Abstract
OBJECTIVE
To compare the pharmacokinetics and pharmacodynamics of NPH, glargine, and detemir insulins in type 2 diabetic subjects.
RESEARCH DESIGN AND METHODS
This study used a single-blind, three-way, cross-over design. A total of 18 type 2 diabetic subjects underwent a euglycemic clamp for 32 h after a subcutaneous injection of 0.4 units/kg at 2200 h of either NPH, glargine, or detemir after 1 week of bedtime treatment with each insulin.
RESULTS
The glucose infusion rate area under the curve0–32 h was greater for glargine than for detemir and NPH (1,538 ± 688; 1,081 ± 785; and 1,170 ± 703 mg/kg, respectively; P < 0.05). Glargine suppressed endogenous glucose production more than detemir (P < 0.05) and similarly to NPH (P = 0.16). Glucagon, C-peptide, free fatty acids, and β-hydroxy-butyrate were more suppressed with glargine than detemir. All 18 subjects completed the glargine study, but two subjects on NPH and three on detemir interrupted the study because of plasma glucose >150 mg/dL.
CONCLUSIONS
Compared with NPH and detemir, glargine provided greater metabolic activity and superior glucose control for up to 32 h.

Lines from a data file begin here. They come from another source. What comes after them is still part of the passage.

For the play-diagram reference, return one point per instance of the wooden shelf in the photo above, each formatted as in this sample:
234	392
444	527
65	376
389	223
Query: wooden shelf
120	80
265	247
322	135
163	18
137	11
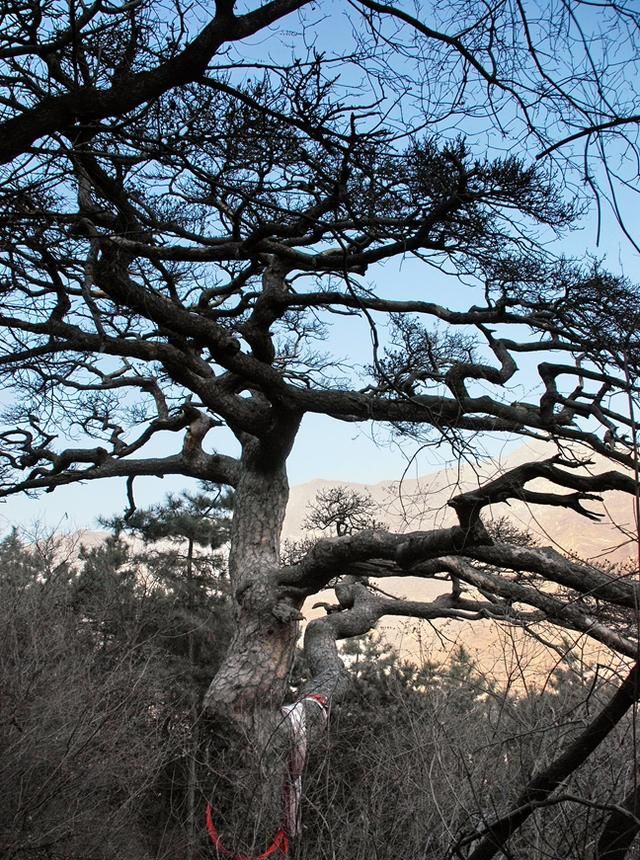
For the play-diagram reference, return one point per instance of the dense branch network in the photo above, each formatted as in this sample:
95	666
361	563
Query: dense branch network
180	227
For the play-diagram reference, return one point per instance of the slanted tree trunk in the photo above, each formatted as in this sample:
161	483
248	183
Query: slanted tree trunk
253	675
244	697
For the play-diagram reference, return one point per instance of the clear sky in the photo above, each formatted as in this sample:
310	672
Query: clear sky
325	448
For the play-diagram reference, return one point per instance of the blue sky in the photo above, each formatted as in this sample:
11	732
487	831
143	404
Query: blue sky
325	448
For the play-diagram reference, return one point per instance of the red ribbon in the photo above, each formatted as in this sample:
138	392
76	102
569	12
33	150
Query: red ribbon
279	843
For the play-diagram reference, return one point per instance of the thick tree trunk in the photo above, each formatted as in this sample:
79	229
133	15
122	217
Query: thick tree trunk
255	669
251	739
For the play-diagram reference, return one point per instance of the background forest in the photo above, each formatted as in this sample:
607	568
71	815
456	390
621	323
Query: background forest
106	752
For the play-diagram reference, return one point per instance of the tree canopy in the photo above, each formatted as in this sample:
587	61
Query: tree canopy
183	216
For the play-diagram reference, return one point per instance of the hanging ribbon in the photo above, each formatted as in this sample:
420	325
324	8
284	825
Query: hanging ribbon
295	717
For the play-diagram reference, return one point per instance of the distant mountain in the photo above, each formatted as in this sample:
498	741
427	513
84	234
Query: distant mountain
414	504
506	653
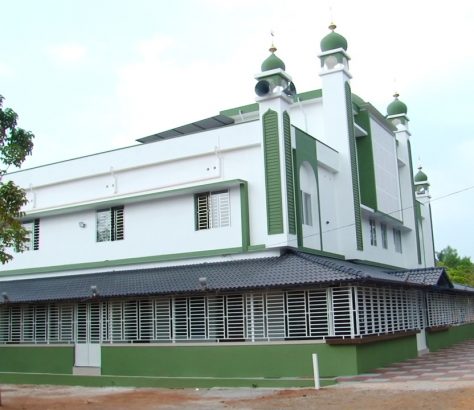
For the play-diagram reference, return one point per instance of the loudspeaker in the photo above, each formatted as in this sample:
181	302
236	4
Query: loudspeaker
290	90
262	88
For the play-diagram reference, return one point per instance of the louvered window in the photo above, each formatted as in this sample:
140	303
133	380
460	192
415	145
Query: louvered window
212	210
110	224
32	243
397	239
373	232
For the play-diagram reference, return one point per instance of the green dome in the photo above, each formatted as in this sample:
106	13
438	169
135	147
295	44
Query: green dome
421	176
272	62
357	100
333	40
396	107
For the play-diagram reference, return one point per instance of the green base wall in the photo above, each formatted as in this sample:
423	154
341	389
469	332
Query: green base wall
454	334
37	359
225	365
378	354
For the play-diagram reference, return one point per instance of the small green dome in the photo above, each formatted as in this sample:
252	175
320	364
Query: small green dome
333	41
396	107
421	176
358	100
272	62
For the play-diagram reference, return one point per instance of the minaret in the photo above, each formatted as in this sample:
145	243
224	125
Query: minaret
422	186
422	195
339	134
275	91
397	115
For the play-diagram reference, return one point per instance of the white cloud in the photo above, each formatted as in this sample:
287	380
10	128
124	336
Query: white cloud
159	91
68	53
5	70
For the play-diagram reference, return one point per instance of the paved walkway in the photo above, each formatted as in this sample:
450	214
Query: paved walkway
455	363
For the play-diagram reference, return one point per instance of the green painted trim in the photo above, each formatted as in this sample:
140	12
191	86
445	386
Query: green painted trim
271	148
321	253
244	215
378	265
365	161
298	205
122	262
244	109
306	150
208	366
432	235
37	359
417	231
214	186
256	248
309	95
452	335
229	361
375	355
290	188
354	169
395	221
162	382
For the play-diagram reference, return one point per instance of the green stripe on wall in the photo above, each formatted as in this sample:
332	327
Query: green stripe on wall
354	169
365	156
272	173
290	189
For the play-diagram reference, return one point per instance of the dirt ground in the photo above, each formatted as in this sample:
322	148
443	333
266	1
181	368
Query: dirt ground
367	396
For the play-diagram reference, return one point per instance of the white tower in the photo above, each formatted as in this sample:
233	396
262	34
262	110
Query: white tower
339	134
275	92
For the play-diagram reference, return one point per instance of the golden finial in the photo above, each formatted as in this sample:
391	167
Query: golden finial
272	49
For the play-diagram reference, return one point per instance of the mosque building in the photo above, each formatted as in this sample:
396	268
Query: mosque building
228	251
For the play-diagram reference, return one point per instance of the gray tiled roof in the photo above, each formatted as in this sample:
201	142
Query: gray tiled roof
291	269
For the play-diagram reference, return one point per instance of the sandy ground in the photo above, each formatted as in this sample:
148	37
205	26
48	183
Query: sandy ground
367	396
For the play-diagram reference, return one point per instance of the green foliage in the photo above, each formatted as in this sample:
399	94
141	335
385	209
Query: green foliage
15	145
460	269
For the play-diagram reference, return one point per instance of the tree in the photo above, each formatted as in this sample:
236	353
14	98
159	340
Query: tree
460	269
15	145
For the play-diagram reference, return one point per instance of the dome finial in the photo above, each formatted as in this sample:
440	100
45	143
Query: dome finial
333	40
397	107
272	49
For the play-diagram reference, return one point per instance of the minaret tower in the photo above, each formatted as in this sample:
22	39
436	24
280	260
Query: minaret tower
397	115
275	91
339	134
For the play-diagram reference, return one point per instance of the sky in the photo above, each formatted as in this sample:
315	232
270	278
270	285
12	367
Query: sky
93	75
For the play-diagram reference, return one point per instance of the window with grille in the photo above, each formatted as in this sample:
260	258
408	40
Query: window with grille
373	232
397	239
252	316
212	210
110	224
307	212
32	238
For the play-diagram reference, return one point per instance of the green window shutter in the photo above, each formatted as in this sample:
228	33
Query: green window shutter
365	162
272	173
290	189
354	169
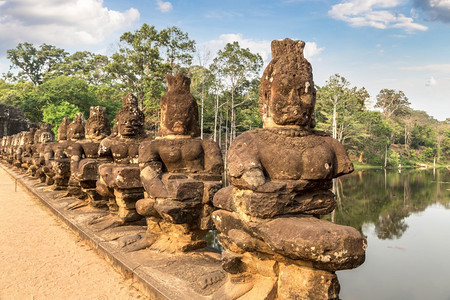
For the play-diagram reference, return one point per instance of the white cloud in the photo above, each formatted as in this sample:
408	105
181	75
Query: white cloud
262	47
311	50
62	23
436	10
443	68
431	81
374	13
164	6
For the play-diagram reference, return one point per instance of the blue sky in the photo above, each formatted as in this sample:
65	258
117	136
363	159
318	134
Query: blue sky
376	44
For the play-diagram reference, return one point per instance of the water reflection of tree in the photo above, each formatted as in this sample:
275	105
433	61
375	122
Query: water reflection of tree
385	199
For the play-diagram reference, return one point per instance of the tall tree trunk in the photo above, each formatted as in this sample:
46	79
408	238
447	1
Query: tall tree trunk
203	105
385	158
334	117
216	111
233	117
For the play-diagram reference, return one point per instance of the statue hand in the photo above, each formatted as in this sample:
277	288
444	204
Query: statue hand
254	177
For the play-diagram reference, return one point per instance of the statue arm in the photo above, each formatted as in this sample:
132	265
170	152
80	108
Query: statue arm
213	157
151	167
104	149
76	156
245	168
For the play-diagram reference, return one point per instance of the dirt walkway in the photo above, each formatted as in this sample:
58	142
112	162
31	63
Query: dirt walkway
41	258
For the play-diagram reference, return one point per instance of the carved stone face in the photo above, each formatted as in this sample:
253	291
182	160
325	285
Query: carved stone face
179	111
287	95
62	129
46	137
130	124
75	130
97	126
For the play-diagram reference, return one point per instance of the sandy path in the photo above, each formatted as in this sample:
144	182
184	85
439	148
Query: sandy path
41	258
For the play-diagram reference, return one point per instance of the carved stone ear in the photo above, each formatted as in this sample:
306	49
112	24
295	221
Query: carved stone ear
170	81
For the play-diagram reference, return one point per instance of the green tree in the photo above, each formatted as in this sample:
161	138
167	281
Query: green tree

Very few studies have investigated the pharmacokinetics and pharmacodynamics of NPH insulin in type 2 diabetes (1,2). These studies have provided valuable information that is limited, however, by a short period of observation (12–16 h) and by the comparison of NPH with only one long-acting insulin analog, either glargine or detemir. The present randomized cross-over study was undertaken to establish the pharmacokinetics and pharmacodynamics of the basal insulins NPH, glargine, and detemir in subjects with type 2 diabetes who need insulin.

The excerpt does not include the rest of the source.